Hello,
I am training a ViT network using pytorch. The training process is too slow. When I checked the task manager, I found although the dedicated GPU memory is fully used, GPU utilization is 0%. To be precise, first the GPU utilization increases and then after a few seconds, it decreases to 0.
I checked this method but the situation is still the same as before.
Also, I checked this method and got the following output which is weird:
data loading time: 59.500293016433716
data loading time: 60.46416115760803
data loading time: 61.4690420627594
data loading time: 62.47226524353027
data loading time: 63.4786810874939
data loading time: 64.48584127426147
data loading time: 65.48938298225403
The problem is that I am only using random tensors why the data loading time is so high?
This is my code for data preparation:
class MyDataset(Dataset):
def __init__(self, img_folder, mask_folder, ratings, config, transform=None):
self.data_list = os.listdir(img_folder)
self.img_folder = img_folder
self.mask_folder = mask_folder
self.transform = transform
self.config = config
self.ratings = ratings
self.data = {}
def __len__(self):
return len(self.data_list)
def __getitem__(self, idx):
img_name = self.data_list[idx]
# image = torch.load(os.path.join(self.img_folder, img_name))
# print(img_name)
#mask_name = img_name.split('.')[0] + '_mask.' + img_name.split('.')[1]
#img_path = os.path.join(self.img_folder, img_name)
#if self.mask_folder is not None:
# mask_path = os.path.join(self.mask_folder, mask_name)
#else:
# mask_path = None
#image = prepare_image_mask(img_path, mask_path, self.config)
image = torch.rand(705,3075)
labels = torch.Tensor(self.ratings[img_name.split('.')[0]])
return image, labels
def prepare_dataloaders(config, ratings):
my_dataset = MyDataset(config.path.img_folder, config.path.mask_folder, ratings, config.data)

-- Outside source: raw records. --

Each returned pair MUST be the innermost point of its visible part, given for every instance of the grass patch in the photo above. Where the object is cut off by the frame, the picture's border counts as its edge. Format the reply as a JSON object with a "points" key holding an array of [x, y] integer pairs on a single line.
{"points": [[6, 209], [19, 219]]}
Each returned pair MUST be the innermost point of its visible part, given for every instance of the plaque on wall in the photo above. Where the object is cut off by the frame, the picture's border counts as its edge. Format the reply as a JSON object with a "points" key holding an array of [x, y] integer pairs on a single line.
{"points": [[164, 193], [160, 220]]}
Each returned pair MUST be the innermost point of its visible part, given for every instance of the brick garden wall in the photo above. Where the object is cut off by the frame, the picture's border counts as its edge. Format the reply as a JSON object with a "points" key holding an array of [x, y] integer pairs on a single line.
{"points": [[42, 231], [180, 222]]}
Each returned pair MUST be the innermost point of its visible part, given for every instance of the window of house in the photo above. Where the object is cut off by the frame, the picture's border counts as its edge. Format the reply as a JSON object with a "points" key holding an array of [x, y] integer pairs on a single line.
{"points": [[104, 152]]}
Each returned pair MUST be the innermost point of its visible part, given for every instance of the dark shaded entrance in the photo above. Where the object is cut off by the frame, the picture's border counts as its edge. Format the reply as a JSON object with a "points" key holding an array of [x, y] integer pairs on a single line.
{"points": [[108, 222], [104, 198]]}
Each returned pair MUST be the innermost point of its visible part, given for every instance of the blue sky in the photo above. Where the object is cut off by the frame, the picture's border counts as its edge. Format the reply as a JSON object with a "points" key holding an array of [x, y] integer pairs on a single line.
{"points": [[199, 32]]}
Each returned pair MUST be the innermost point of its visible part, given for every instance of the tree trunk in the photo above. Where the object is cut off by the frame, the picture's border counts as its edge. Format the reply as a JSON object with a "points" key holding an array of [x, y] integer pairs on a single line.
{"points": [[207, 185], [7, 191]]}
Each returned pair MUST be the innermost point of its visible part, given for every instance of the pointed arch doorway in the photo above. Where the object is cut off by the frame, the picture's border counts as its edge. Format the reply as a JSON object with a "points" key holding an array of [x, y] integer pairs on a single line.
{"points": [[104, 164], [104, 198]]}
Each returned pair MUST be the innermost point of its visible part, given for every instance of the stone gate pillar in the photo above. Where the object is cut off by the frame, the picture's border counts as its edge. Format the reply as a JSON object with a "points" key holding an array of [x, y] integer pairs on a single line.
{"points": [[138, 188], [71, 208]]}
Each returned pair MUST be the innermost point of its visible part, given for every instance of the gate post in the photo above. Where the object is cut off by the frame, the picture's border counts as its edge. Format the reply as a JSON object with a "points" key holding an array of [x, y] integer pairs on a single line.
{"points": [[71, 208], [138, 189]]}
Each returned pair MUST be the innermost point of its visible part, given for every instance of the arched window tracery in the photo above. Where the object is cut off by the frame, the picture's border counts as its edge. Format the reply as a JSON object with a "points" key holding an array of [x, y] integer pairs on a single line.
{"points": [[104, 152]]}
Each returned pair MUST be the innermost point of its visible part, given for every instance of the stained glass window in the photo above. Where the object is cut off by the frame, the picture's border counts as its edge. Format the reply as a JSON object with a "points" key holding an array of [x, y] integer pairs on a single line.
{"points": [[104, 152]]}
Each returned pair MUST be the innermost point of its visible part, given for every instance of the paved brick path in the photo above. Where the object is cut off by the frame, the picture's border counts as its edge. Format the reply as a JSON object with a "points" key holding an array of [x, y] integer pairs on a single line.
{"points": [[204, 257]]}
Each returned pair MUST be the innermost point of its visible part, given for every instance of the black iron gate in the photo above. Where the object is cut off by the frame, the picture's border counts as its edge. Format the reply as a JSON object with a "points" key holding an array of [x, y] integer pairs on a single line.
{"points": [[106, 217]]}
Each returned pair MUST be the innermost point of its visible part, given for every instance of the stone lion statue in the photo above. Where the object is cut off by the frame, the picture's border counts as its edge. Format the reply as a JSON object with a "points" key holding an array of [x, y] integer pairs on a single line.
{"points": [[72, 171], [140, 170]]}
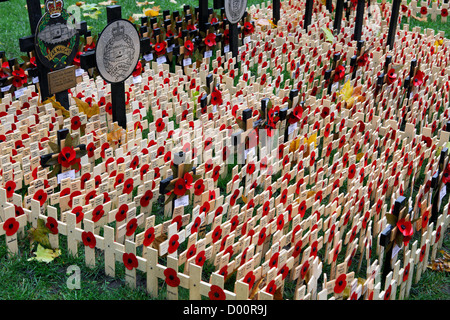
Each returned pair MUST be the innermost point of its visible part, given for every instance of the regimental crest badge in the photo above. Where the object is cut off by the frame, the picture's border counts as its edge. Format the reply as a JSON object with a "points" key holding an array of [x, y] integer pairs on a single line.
{"points": [[117, 52], [56, 38], [235, 9]]}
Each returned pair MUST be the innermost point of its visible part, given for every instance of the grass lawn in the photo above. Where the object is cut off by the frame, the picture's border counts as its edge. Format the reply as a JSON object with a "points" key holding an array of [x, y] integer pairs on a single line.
{"points": [[25, 280]]}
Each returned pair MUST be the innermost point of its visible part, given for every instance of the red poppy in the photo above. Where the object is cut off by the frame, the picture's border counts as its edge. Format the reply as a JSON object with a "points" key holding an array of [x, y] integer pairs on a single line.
{"points": [[18, 210], [249, 279], [271, 287], [405, 227], [273, 262], [75, 123], [131, 227], [199, 187], [234, 197], [423, 10], [41, 196], [173, 243], [210, 40], [88, 239], [52, 225], [205, 207], [189, 47], [160, 125], [216, 97], [216, 293], [304, 269], [67, 157], [200, 258], [339, 73], [217, 234], [425, 219], [130, 261], [418, 78], [10, 187], [146, 198], [172, 279], [340, 283], [160, 48], [262, 236], [11, 225], [128, 186]]}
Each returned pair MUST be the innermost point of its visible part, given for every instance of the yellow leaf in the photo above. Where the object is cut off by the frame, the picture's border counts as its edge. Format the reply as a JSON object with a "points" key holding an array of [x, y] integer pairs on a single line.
{"points": [[59, 108], [346, 91], [152, 12], [45, 255], [115, 135], [88, 110], [294, 145], [359, 156], [311, 139]]}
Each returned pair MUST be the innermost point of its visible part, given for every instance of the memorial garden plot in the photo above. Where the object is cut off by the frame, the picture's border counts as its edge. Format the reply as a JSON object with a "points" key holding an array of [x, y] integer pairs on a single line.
{"points": [[300, 154]]}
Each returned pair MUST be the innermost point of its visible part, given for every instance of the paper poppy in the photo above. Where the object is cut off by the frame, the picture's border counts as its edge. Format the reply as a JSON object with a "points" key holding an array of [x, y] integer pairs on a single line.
{"points": [[75, 123], [171, 279], [273, 262], [199, 187], [52, 225], [10, 226], [128, 186], [10, 187], [41, 196], [67, 157], [249, 279], [160, 125], [210, 40], [304, 269], [173, 243], [216, 293], [216, 97], [405, 227], [160, 48], [205, 207], [88, 239], [217, 234], [234, 197], [146, 198], [423, 10], [131, 227], [200, 258], [340, 284], [130, 261], [339, 73], [262, 236], [97, 213]]}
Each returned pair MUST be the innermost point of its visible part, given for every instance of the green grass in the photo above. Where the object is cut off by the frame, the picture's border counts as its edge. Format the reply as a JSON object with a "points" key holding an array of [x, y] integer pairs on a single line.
{"points": [[25, 280]]}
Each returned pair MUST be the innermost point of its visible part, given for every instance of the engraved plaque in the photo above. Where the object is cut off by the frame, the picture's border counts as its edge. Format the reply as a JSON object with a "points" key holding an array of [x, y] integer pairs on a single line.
{"points": [[117, 52], [235, 9], [61, 80]]}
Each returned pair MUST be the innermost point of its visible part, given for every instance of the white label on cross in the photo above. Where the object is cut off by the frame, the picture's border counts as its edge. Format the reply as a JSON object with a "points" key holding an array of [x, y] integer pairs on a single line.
{"points": [[68, 174]]}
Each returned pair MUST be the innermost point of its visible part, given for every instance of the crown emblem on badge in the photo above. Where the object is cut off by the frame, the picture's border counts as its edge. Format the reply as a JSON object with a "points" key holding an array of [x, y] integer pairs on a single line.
{"points": [[54, 7], [118, 31]]}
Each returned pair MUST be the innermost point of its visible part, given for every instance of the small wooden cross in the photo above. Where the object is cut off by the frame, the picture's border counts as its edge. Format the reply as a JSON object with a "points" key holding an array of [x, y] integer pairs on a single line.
{"points": [[57, 159]]}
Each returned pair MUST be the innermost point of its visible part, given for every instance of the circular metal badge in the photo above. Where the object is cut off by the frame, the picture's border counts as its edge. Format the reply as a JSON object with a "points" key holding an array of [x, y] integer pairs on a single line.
{"points": [[117, 51], [235, 9], [56, 37]]}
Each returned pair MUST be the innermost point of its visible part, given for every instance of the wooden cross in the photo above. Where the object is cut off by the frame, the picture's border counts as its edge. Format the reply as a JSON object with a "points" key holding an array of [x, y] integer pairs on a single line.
{"points": [[52, 159], [387, 236], [329, 74]]}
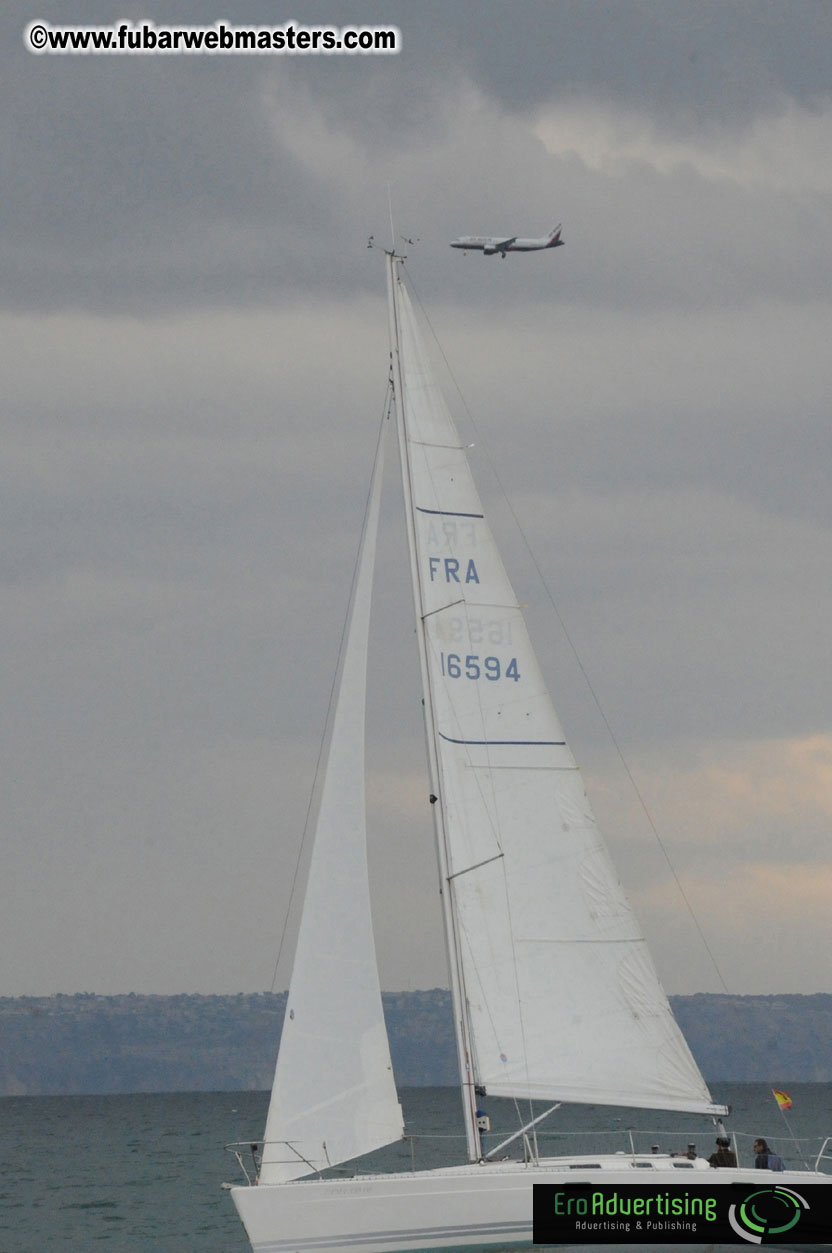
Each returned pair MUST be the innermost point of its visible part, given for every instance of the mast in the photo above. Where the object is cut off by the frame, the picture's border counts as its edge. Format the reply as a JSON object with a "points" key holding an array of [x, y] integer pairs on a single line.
{"points": [[461, 1021]]}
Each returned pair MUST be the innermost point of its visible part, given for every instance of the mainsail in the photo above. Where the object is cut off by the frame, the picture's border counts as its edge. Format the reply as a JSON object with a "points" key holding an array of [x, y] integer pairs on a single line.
{"points": [[333, 1097], [559, 990]]}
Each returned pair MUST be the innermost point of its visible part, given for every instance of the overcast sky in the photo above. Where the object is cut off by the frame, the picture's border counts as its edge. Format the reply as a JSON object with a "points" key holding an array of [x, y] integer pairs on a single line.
{"points": [[194, 352]]}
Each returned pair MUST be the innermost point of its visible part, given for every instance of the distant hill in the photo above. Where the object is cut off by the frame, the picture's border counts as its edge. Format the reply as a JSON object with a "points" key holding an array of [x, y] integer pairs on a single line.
{"points": [[128, 1044]]}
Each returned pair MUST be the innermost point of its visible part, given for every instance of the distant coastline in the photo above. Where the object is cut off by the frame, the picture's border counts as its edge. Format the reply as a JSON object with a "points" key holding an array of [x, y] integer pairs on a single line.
{"points": [[63, 1045]]}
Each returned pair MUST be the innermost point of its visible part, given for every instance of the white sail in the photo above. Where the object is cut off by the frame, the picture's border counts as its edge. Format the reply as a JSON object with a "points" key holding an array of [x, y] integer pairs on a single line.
{"points": [[560, 993], [333, 1095]]}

config_test = copy.deepcopy(config)
config_test.data.max_seq_len_from_original_res = -1
config_test.training.batch_size = 1 # As we get inference on the original resolution
my_testset = MyDataset(config.path.test_folder, config.path.test_mask_folder, ratings, config_test.data)
# Split the dataset into train and test sets
train_dataset, val_dataset = torch.utils.data.random_split(my_dataset ,
[int(len(my_dataset ) * config.training.train_size),
len(my_dataset ) - int(
len(my_dataset ) * config.training.train_size)])
# Create DataLoader for train and test sets
train_loader = DataLoader(train_dataset, batch_size=config.training.batch_size, shuffle=config.training.shuffle_data
, num_workers=config.training.num_workers)
val_loader = DataLoader(val_dataset, batch_size=config.training.batch_size, shuffle=config.training.shuffle_data,
num_workers=config.training.num_workers)
test_loader = DataLoader(my_testset, batch_size=config_test.training.batch_size,
shuffle=config_test.training.shuffle_data,
num_workers=config_test.training.num_workers)
dataloaders = {
'train': train_loader,
'val': val_loader,
'test': test_loader
}
return dataloaders